- Born: February 1931 Pabna, Bengal Presidency, British India
- Died: March 28, 2012 (aged 81) Bangladesh
- Education: University of Dhaka, University of Cambridge
- Known for: Botanical research, Academic leadership, Plantation Club Bangladesh
- Awards: Fellow of Bangladesh Academy of Sciences (1992)
- Scientific career
- Fields: Botany, Plant Physiology, Horticulture
- Workplaces: University of Dhaka, University of Chittagong

= M. A. Aziz Khan =

Professor Muhammad Abdul Aziz Khan (February 1931 – 28 March 2012) was a Bangladeshi botanist, academic, and former Vice-Chancellor of the University of Chittagong.

== Early life and education ==
Khan was born on 1 February 1931 in Pabna, Bengal Presidency, British India. He completed his M.Sc. in Botany from the University of Dhaka in 1952. He finished his Ph.D. from the University of Cambridge in 1964 under the Colombo Plan Scholarship. Between 1961 and 1964, he undertook advanced coursework in plant physiology at Cambridge.

== Career ==
Khan began his academic career as a research assistant at the University of Dhaka in 1953. He served as a senior lecturer from 1955 to 1964 and was later worked as an associate professor from 1972 to 1974. In 1974, he joined the newly established University of Chittagong as the founding chairman of the Department of Botany, a position he held until 1981.

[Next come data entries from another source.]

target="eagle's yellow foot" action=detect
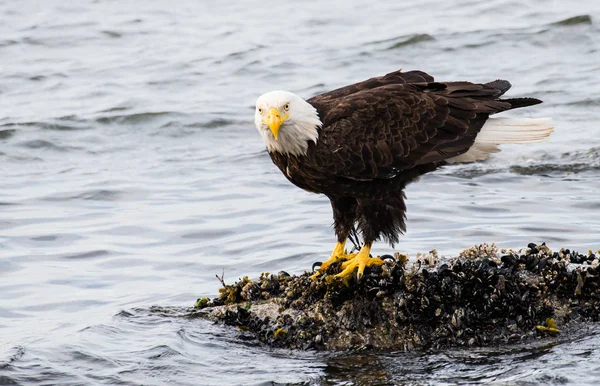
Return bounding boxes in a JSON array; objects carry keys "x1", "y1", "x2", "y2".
[
  {"x1": 310, "y1": 241, "x2": 354, "y2": 280},
  {"x1": 335, "y1": 245, "x2": 383, "y2": 280}
]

Khan played a pioneering role in the development of the university’s botanical garden, spread across 300 acres of hilly terrain, and served as the Dean of the Faculty of Science from 1980 to 1981. From 1981 to 1985, he served as Vice-Chancellor of the University of Chittagong. During this time, he participated in international conferences of Vice-Chancellors under the Association of Commonwealth Universities (ACU) in the UK and the West Indies. He served as Chairman of the Bangladesh Association of Universities.

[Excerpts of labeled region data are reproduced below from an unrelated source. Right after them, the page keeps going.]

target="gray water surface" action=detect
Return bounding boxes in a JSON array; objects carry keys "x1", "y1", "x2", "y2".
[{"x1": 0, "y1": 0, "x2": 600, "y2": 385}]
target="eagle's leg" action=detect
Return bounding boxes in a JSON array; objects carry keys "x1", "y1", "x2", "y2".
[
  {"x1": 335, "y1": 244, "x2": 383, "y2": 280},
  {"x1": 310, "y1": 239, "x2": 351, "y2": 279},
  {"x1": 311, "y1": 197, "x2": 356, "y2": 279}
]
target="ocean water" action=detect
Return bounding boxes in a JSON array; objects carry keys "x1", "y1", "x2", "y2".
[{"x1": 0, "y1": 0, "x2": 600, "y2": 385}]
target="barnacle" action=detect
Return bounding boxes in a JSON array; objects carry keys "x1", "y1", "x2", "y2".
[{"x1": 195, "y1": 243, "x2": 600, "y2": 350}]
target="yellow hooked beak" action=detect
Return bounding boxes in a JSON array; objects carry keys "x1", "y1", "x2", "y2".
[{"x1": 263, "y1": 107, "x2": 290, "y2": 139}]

Khan published 41 scientific papers. He also authored textbooks and other works on education and agriculture in developing countries.

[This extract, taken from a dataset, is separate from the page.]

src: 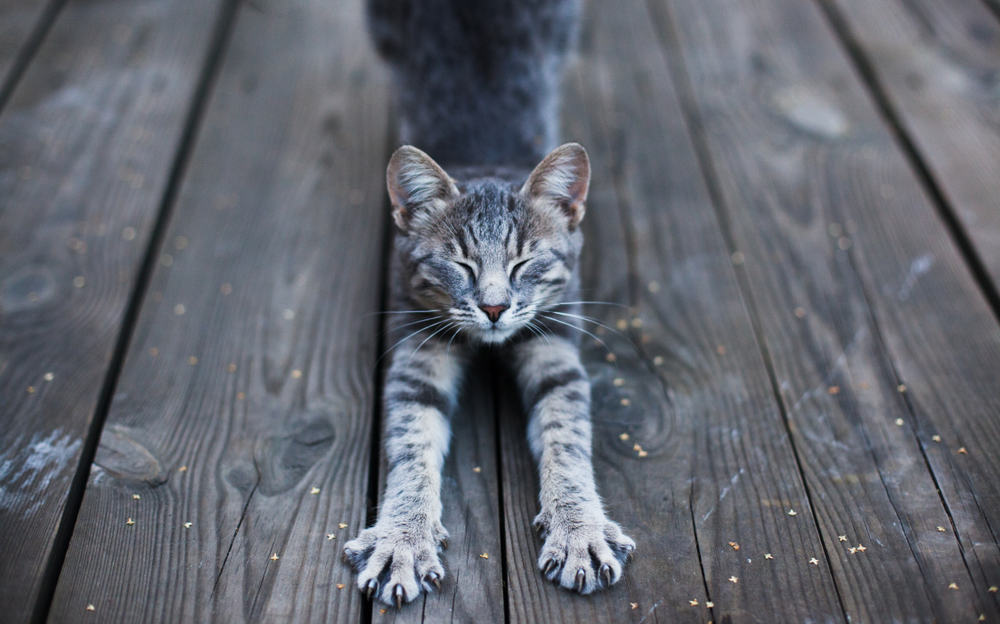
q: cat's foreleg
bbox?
[344,342,460,606]
[514,337,635,594]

In 1996, Khan founded an environmental NGO, the Plantation Club Bangladesh, aimed at promoting homestead plantations and environmental education among rural youth and educators. Plantation Club Bangladesh received grants from the Embassy of Japan in 1999 and from CIDA in 2002 to conduct tree plantation and biodiversity programs in the districts of Pabna and Sirajganj.

Khan was elected a Fellow of the Bangladesh Academy of Sciences in 1992. He served as President of the Bangladesh Botanical Society from 1991 to 1992, and was the founding president of the Bangladesh Biggani Samiti, serving from 1993 to 1997. He was also a life member of the Bangladesh Botanical Society and the Bangladesh Association for the Advancement of Science.

== Death ==
Khan died on 28 March 2012 in BIRDEM Hospital, Dhaka, Bangladesh.